Texte intégral
RÉPUBLIQUE FRANCAISE
AU NOM DU PEUPLE FRANCAIS
Instruction clôturée le 07 Novembre 2003 Audience publique du 27 Novembre 2003 LA TROISIÈME CHAMBRE DE LA COUR D’APPEL DE LYON, COMPOSITION DE LA COUR lors des débats et du délibéré : Madame MARTIN, Président, Monsieur SANTELLI, Conseiller Monsieur KERRAUDREN, Conseiller DÉBATS : à l’audience publique du 27 novembre 2003 GREFFIER : la Cour était assistée de Madame X…, Greffier, présent lors des débats seulement, ARRÊT : CONTRADICTOIRE prononcé à l’audience publique du 19 février 2004 par Madame MARTIN, Président, qui a signé la minute avec Madame Y…, Greffier en Chef.

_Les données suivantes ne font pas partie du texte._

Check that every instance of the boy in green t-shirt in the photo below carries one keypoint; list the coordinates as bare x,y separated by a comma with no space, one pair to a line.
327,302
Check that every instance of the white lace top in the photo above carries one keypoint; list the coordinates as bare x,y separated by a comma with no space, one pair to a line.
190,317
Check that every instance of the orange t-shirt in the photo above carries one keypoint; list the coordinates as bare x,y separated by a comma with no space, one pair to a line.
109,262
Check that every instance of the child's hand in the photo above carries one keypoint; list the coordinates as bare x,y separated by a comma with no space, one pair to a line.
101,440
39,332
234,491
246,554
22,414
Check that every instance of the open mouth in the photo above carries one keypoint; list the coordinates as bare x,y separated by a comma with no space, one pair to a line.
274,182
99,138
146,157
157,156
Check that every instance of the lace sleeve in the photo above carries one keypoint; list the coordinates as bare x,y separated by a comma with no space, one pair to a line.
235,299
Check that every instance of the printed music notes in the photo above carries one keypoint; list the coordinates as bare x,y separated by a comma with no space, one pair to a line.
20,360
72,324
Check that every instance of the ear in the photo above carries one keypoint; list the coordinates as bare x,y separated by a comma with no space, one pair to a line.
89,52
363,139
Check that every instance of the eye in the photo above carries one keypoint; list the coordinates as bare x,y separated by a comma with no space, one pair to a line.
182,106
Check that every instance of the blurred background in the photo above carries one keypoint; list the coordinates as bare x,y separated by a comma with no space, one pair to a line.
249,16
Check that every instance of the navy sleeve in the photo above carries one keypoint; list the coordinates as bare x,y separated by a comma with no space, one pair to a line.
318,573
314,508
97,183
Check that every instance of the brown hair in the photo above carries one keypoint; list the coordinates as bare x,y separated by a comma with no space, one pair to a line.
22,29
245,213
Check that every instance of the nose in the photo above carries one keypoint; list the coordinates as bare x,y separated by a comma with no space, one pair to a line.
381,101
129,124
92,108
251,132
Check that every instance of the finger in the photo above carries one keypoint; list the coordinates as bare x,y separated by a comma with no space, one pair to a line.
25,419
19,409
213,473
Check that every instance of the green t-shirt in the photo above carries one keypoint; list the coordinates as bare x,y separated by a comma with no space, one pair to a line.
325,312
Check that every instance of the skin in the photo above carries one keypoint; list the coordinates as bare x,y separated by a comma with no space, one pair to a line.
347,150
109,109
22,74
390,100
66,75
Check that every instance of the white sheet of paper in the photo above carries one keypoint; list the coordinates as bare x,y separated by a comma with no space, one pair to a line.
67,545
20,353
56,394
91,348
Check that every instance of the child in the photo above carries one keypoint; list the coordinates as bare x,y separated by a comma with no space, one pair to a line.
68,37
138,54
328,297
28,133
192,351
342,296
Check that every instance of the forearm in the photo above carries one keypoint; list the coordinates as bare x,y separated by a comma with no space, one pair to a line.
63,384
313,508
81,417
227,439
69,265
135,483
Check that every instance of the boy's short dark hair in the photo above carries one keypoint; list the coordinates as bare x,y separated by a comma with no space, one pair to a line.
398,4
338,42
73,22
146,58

EXPOSE DU LITIGE – PROCÉDURE ET PRÉTENTIONS DES PARTIES :
Par déclaration du 20 juin 2002, la société Forez Emballages a relevé appel d’un jugement rendu le 15 mai 2002 par le tribunal de grande instance de Montbrison statuant en matière commerciale qui a déclaré irrecevable son action dirigée contre Monsieur Daniel Z… et Madame Fernande A… son épouse sur le fondement de l’article L225-251 du Code de Commerce pour les fautes de gestion antérieures à l’ouverture de la procédure de redressement judiciaire – dit qu’elle ne rapporte pas la preuve d’un préjudice résultant d’une concurrence déloyale et la déboute de son action en recherche de responsabilité à l’encontre des époux Z… et de la société Europack – débouté de toutes ses demandes – débouté les époux Z… et la société Europack de leur demande de dommages et intérêts pour procédure abusive ;
Vu l’article 455 alinéa 1er du Nouveau Code de Procédure Civile dans sa rédaction issue du décret du 28 décembre 1998 ;
Vu les prétentions et les moyens développés par la société Forez Emballages dans ses conclusions récapitulatives du 7 octobre 2003 auxquelles il convient de se référer pour un plus ample exposé tendant à faire juger que les époux Z… ont commis des fautes dans la gestion de la société Forez Emballages engageant leur responsabilité civile sans que les fautes puissent être assimilées à des fautes de
gestion ayant contribué à l’insuffisance d’actifs, lesquelles se rapporteraient à la période antérieure au redressement judiciaire – que le principe du non cumul ne s’applique pas pour les fautes commises postérieurement à l’encontre de la procédure collective – ce qui est le cas en l’espèce – que la société Europack France, qui s’est constituée après le jugement de redressement judiciaire, doit être recherchée, comme les époux Z…, au titre de la responsabilité de droit commun pour des actes de concurrence déloyale – qu’aucune prescription ne peut lui être opposée, dès lors que le délai de trois ans pour engager l’action ne court que de la révélation des faits – qu’il s’agit d’une responsabilité civile délictuelle – que les dirigeants sociaux sont tenus à une de loyauté à l’égard de la société, même après l’avoir quitée, qui leur impose de ne pas créer une activité concurrente – que des fautes de gestion sont à l’origine du redressement fiscal dont a été l’objet la société Forez Emballages – qu’une partie de la clientèle de celle-ci a été détournée au profit de la société Europack France, dont Monsieur Daniel Z… était le dirigeant et que les salariés ont été débauchés pour être employés dans cette nouvelle société – qu’elle est ainsi fondée dans ses demandes et qu’elle réclame la condamnation solidaire des intimés à lui payer 152.450 euros au titre de ses préjudices. Z… Z… Z…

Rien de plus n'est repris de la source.